International career
- Years: Team / Apps / (Points)
- 2009: Australia Schools / 6
- 2010–12: Australia U20 / 9 / (10)
- 2012–: Australia / 15 / (0)
- Correct as of 17 November 2013

National sevens team
- Years: Team /  / Comps
- 2009–14: Australia /  / 1
- Medal record
Men's rugby sevens
Representing Australia
Commonwealth Games
| Silver medal – second place | 2010 Delhi | Team competition |

= Liam Gill (rugby union) =

Australian rugby union player

Liam Bradley Gill (born 8 June 1992) is a professional rugby union player for Lyon. He was born in Melbourne and lived in the United States before playing junior Rugby in Adelaide for the Old Collegians. His regular playing position is Flanker.

Gill attended St. Joseph's College, Gregory Terrace, a private school in Brisbane. He was not only captain of the First XV in 2009 but also school vice-captain.

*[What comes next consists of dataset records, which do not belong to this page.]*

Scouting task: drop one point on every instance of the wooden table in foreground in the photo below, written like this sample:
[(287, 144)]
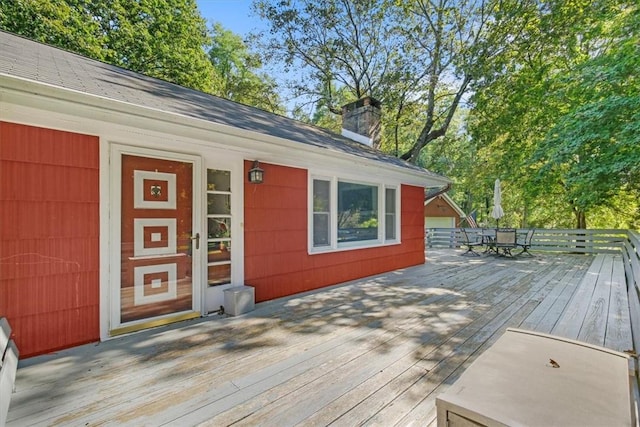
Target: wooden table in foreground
[(532, 379)]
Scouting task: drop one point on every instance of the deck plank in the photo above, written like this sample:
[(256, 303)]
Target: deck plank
[(374, 351), (571, 321)]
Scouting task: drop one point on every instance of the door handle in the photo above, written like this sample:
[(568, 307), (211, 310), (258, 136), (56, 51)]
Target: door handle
[(197, 239)]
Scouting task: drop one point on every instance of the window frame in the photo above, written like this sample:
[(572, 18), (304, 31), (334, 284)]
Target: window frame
[(334, 245)]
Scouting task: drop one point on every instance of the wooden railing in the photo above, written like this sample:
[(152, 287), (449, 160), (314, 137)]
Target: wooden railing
[(551, 240), (625, 242), (631, 258)]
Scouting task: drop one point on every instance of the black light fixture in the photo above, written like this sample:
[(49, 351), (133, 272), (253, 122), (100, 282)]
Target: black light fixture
[(256, 174)]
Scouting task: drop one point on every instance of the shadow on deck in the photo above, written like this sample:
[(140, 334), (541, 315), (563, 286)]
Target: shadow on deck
[(373, 351)]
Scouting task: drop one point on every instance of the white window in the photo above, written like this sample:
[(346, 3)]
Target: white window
[(349, 214)]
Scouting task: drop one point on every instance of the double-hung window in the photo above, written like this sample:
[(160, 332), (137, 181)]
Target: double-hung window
[(346, 214)]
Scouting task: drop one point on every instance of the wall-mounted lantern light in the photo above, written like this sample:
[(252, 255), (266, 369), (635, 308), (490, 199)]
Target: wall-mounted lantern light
[(256, 174)]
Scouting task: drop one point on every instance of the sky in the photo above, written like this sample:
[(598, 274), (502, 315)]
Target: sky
[(234, 15)]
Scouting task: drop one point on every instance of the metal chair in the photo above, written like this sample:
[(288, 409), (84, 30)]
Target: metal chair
[(506, 241), (470, 243)]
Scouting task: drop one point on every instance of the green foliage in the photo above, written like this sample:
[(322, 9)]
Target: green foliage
[(560, 122), (418, 58), (237, 71)]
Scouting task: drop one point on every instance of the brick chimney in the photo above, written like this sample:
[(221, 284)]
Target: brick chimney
[(361, 121)]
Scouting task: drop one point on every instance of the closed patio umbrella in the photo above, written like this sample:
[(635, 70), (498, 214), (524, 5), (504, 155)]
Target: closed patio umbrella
[(497, 211)]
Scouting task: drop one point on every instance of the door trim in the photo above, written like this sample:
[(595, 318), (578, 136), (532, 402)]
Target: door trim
[(115, 327)]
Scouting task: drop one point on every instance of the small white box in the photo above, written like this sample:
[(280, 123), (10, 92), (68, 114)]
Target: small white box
[(239, 300)]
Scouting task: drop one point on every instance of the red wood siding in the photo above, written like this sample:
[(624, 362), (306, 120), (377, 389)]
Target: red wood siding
[(276, 259), (49, 237)]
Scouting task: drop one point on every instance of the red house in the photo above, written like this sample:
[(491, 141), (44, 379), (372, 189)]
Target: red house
[(126, 201)]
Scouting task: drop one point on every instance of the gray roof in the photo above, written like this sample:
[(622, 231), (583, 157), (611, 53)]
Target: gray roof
[(26, 59)]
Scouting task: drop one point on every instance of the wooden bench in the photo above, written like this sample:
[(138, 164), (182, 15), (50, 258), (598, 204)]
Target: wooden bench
[(8, 367)]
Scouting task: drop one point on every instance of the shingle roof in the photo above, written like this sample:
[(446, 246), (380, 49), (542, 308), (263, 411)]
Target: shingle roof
[(24, 58)]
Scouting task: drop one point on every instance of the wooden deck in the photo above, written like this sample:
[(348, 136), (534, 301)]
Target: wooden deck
[(375, 351)]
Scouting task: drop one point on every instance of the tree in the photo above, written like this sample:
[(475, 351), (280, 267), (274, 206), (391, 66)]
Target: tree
[(561, 120), (237, 72), (419, 58)]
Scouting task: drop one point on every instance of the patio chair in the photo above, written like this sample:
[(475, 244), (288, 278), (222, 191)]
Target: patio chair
[(525, 244), (505, 241), (470, 241)]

In 2010, he became the youngest ever to player to compete in the IRB Junior World Championship during which his Australian side lost to New Zealand in the final. He was a member of the Australia U20s team that competed in the 2011 IRB Junior World Championship, along with fellow Queenslanders: Joel Faulkner, Tevita Kuridrani, Matt Lucas, Simon Morahan, Eddie Quirk, Siliva Siliva, Dom Shipperley, and Kimami Sitauti. He was named captain of the Australia U20s side that competed in the 2012 IRB Junior World Championship.

In 2012, Gill made his debut for the Australian Rugby Team, the 'Wallabies'. As well as being that year's Australian Under-20 captain, Gill became the 861st player to have represented Australia.